Aí vieram mais algumas visitas ao veterinário para tomar injeção com antibiótico. O curioso é que, ao contrário dos outros gatos presentes no consultório, eu nem precisava levá-lo em alguma caixa. Tudo o que eu tinha de fazer era dar uns tapinhas no meu ombro, e ele subia. Chegávamos e esperávamos sentados. Eu na cadeira, ele em mim. Entrávamos e saíamos sem choro nem mio. O médico media temperatura (se você já viu como um veterinário mede a temperatura de um animal, sabe que não deve ser muito gostoso), examinava-o, injetava antibiótico com uma agulha nas costas dele, e o Bidu ficava numa boa, como quem vai ao médico mas sabe que só tem uma virose. Uma vez, subiu no meu ombro de novo na hora de ir embora e o veterinário soltou: “vocês são muito apegados, né? Ele parece um papagaio”.

A melhora durou poucos dias.

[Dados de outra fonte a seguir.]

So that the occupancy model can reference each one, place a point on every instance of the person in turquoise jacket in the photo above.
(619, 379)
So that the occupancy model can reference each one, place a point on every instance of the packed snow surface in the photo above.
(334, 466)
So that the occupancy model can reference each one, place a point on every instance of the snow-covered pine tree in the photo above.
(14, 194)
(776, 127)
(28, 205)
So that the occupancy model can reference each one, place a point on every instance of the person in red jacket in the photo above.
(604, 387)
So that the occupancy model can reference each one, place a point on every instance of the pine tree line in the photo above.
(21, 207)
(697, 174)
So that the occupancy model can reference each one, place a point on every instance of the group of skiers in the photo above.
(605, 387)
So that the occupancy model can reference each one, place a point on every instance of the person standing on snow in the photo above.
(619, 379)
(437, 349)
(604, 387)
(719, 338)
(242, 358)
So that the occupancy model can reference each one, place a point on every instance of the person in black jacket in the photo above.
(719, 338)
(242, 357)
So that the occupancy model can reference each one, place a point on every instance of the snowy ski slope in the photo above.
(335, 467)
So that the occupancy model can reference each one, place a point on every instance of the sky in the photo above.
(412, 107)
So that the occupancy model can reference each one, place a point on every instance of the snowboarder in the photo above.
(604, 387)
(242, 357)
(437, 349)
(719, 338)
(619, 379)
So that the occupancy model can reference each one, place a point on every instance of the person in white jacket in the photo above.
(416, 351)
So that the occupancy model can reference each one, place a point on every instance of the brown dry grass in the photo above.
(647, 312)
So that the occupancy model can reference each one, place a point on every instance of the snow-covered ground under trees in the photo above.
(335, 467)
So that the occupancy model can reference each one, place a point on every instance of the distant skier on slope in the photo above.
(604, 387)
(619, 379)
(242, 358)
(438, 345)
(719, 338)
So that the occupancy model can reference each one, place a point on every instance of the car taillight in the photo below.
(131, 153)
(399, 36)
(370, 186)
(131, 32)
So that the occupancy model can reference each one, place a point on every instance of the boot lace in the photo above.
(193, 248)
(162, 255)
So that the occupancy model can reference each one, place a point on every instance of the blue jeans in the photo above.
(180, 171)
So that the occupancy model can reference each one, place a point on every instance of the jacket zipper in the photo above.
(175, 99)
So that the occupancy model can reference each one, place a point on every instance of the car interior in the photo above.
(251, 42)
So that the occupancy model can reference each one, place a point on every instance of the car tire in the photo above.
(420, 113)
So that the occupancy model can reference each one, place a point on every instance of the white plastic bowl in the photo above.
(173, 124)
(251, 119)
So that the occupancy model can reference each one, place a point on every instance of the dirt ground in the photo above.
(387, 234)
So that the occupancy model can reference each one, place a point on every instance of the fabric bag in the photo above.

O Bidu voltou a parar de comer, as fezes voltaram a ficar líquidas, e nós voltamos ao veterinário. Desta vez, tive de levá-lo para uma ultrassonografia para descobrir o que havia na barriga dele. Ganhamos mais um passeio de carro, desta vez para um consultório mais distante de casa. Tristemente, voltamos de lá com um resultado bastante ruim: câncer no intestino. Bem no começo da manhã seguinte ele faria a cirurgia para retirá-lo e voltaria para casa depois de mais dois dias. Ao contrário da Xuxa, ele tinha condições de passar pela cirurgia, receber cuidados por um tempo e ficar bem por mais alguns anos. “Ele pode morrer de velhice ou pode morrer atropelado, mas não vai morrer de câncer”, eu disse.

Errei. A cirurgia correu bem, mas o corpo dele não se recuperou da anestesia geral. Hipotérmico, ficou entre colchas recebendo soro e cuidados médicos por dois dias. Na manhã seguinte, recebi a ligação do veterinário: ele teve uma parada cardíaca e, mesmo com os esforços para reanimá-lo, “veio a óbito”, segundo o relato do veterinário.

Não ficaram arrependimentos, e isto é reconfortante. Saber que eu fiz tudo o que pude para fazê-lo feliz durante a vida e para salvá-lo no fim dela, lembrar quantas vezes cheguei uns minutos depois no trabalho porque fiquei em casa brincando com meu “cãozinho”, esses são pensamentos que a minha razão usa para diminuir a dor. Mas estou abobalhado. Ando pela casa mais vazia do que normalmente, lembro de coisinhas pequenas e tento explicar ao telefone para as pessoas que gostavam dele o que aconteceu. Fosse gente, haveria um velório cheio de familiares, amigos e conhecidos o esperando. Ficou um vazio no peito de todos. Todo mundo amava o Bidu.

Outro gato? Não, obrigado. De jeito nenhum. Não dá para preencher este espaço como quem troca de emprego, como quem troca de caso. De novo, só quando eu tiver filhos (humanos, mesmo), para que eles possam ter a chance que eu tive de crescer rodeado de animais. Pra mim, é quase um requisito pra formação de caráter. Fora que, se eles derem a sorte de ter um Bidu, serão incontáveis boas recordações e histórias.

Vá em paz, meu velho. Vou sentir sua falta.”